Protocol

Statistical modelling of determinants of child stunting using secondary data and Bayesian networks: a UKRI Global Challenges Research Fund (GCRF) Action Against Stunting Hub protocol paper

Abstract

Introduction Several factors have been implicated in child stunting, but the precise determinants, mechanisms of action and causal pathways remain poorly understood. The objective of this study is to explore causal relationships between the various determinants of child stunting.

Methods and analysis The study will use data compiled from national health surveys in India, Indonesia and Senegal, and reviews of published evidence on determinants of child stunting. The data will be analysed using a causal Bayesian network (BN)—an approach suitable for modelling interdependent networks of causal relationships. The model’s structure will be defined in a directed acyclic graph and illustrate causal relationship between the variables (determinants) and outcome (child stunting). Conditional probability distributions will be generated to show the strength of direct causality between variables and outcome. BN will provide evidence of the causal role of the various determinants of child stunning, identify evidence gaps and support in-depth interrogation of the evidence base. Furthermore, the method will support integration of expert opinion/assumptions, allowing for inclusion of the many factors implicated in child stunting. The development of the BN model and its outputs will represent an ideal opportunity for transdisciplinary research on the determinants of stunting.
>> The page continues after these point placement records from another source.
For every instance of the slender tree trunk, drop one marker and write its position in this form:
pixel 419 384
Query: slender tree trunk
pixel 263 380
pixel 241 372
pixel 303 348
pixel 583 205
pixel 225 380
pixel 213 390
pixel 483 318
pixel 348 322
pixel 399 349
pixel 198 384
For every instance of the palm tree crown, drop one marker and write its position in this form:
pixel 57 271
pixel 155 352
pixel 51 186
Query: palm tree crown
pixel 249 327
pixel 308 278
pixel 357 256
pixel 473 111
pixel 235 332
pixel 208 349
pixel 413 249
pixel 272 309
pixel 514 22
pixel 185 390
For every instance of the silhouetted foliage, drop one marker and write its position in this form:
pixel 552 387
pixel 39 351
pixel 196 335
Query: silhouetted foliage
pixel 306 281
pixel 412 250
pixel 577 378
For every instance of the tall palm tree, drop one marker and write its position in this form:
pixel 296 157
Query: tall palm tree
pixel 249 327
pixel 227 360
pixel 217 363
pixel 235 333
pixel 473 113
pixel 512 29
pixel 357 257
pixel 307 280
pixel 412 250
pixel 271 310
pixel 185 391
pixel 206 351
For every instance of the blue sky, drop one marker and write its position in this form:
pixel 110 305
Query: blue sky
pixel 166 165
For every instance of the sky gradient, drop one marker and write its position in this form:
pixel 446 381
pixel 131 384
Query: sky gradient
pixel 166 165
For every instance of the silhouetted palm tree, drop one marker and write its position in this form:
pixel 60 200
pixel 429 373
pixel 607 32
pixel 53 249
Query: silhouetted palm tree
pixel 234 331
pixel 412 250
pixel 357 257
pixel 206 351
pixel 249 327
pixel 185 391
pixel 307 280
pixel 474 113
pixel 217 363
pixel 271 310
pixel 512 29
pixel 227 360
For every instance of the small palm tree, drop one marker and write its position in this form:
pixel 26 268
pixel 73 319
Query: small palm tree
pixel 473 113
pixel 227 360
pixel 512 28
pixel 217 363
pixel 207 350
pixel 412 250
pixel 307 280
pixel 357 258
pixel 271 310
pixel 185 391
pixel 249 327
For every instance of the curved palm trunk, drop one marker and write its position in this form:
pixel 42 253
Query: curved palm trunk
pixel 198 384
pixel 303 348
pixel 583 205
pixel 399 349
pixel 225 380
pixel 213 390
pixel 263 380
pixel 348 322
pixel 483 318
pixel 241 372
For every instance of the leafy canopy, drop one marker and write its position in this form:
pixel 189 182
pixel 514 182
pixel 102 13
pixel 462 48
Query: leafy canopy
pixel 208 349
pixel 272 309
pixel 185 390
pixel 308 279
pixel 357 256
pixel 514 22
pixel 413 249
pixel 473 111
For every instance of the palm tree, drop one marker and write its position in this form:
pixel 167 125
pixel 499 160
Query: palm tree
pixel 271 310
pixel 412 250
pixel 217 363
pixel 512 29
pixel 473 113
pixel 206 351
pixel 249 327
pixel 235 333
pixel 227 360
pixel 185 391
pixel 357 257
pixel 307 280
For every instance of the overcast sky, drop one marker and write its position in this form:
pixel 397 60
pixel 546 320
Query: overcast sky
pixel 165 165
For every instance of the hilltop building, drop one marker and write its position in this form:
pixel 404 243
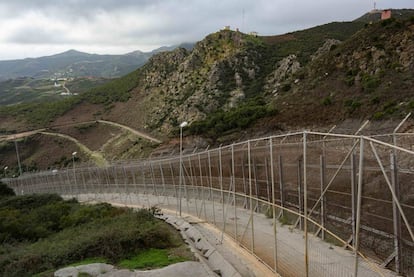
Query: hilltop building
pixel 385 14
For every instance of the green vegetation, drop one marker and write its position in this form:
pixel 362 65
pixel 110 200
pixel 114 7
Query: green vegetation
pixel 119 90
pixel 352 105
pixel 151 258
pixel 40 114
pixel 370 82
pixel 5 191
pixel 39 233
pixel 238 117
pixel 30 90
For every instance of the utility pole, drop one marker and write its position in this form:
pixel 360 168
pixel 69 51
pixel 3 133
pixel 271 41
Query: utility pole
pixel 18 158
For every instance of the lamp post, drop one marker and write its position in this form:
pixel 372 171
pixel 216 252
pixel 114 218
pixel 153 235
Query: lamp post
pixel 182 125
pixel 73 163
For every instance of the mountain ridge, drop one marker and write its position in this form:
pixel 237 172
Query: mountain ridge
pixel 74 63
pixel 234 86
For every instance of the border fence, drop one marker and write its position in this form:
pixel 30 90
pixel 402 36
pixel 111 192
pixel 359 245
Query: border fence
pixel 348 193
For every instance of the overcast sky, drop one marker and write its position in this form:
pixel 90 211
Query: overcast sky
pixel 33 28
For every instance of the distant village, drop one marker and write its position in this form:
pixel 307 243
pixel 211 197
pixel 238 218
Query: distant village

Ethics and dissemination Not applicable/no human participants included.

What is already known on this topic

  • The risk factors for child stunting include concerns ranging from inadequate nutrition to epigenetics, environment, gut health, climate change and more.

  • Child stunting presents itself from the complex interactions of many risk factors together.

  • The importance of specific risk factors for child stunting is subject to local conditions complicating actions against stunting.

What this study adds

  • A probabilistic approach to modelling child stunting that reflects current understanding of the risk factors and how they interact.

  • Identification of key determinants of child stunting with examples of how they vary across locations with high prevalence.

  • Information on data gaps needed to reduce the uncertainty around the determinants of child stunting and their interaction.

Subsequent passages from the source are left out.